Golden treasure discovered at foot of Temple Mount in Jerusalem
Coins, jewelry described as 'a breathtaking, once-in-a-lifetime discovery'
Thirty-six gold coins, gold and silver jewelry and a gold medallion with a Temple candelabrum symbol etched into it was discovered at the foot of the Temple Mount in Jerusalem. These unique treasures were uncovered during excavations this summer.
It's believed that the menorah medallion is most likely an ornament for a Torah scroll. If this is correct, it is the earliest Torah scroll ornament found in archaeological excavations to date
A third-generation archaeologist working at the Hebrew University's Institute of Archaeology, Mazar directs excavations on the City of David's summit and at the Temple Mount's southern wall, the Ophel area.
Unearthed just five days into Mazar's latest phase of the Ophel excavations, the items can be dated to the late Byzantine period, which was the early seventh century. The gold treasure was discovered in a ruined Byzantine public structure, a short 164 feet from the Temple Mount's southern wall.
The menorah, a candelabrum with seven branches that was used in the Temple is the national symbol of the State of Israel. The object reflects the historical presence of Jews in the area. One bundle was carefully hidden underground, while the second bundle was apparently abandoned in haste and scattered across the floor. Researchers say the position of the items as they were found indicates this. Mazar estimates they were abandoned in the context of the Persian conquest of Jerusalem in 614 CE.

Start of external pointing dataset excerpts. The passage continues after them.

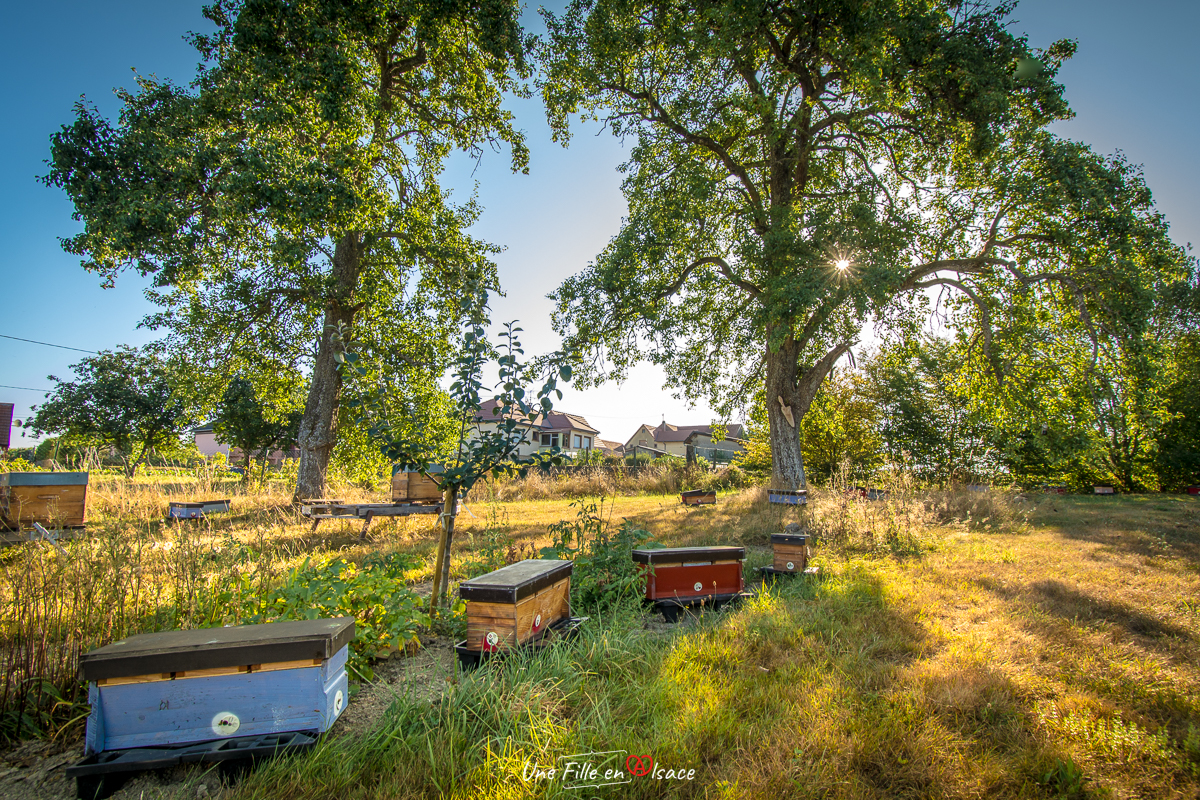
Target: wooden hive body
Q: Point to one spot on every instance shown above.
(185, 686)
(414, 487)
(791, 552)
(516, 603)
(690, 573)
(45, 498)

"It would appear that the most likely explanation is that the Ophel cache was earmarked as a contribution toward the building of a new synagogue, at a location that is near the Temple Mount," Mazar says. "What is certain is that their mission, whatever it was, was unsuccessful. The treasure was abandoned, and its owners could never return to collect it."
Following the Persian victory over Jerusalem, many Jews returned to the city and formed the majority of its population, hoping for political and religious freedom. As Persian influence waned, instead of forming an alliance with the Jews, the Persians sought the support of Christians, eventually turning away the Jews from Jerusalem.
It's believed that the menorah medallion is most likely an ornament for a Torah scroll. If this is correct, it is the earliest Torah scroll ornament found in archaeological excavations to date. The item was buried in a small depression in the floor, along with a smaller gold medallion, two pendants, a gold coil and a silver clasp, all of which are believed to be Torah scroll ornamentations.
"The 36 gold coins can be dated to the reigns of different Byzantine emperors, ranging from the middle of the fourth century CE to the early seventh century CE," Lior Sandberg, numismatics specialist at the Institute of Archaeology says. The Ophel cache is the third collection of gold coins to be found in archaeological excavations in Jerusalem.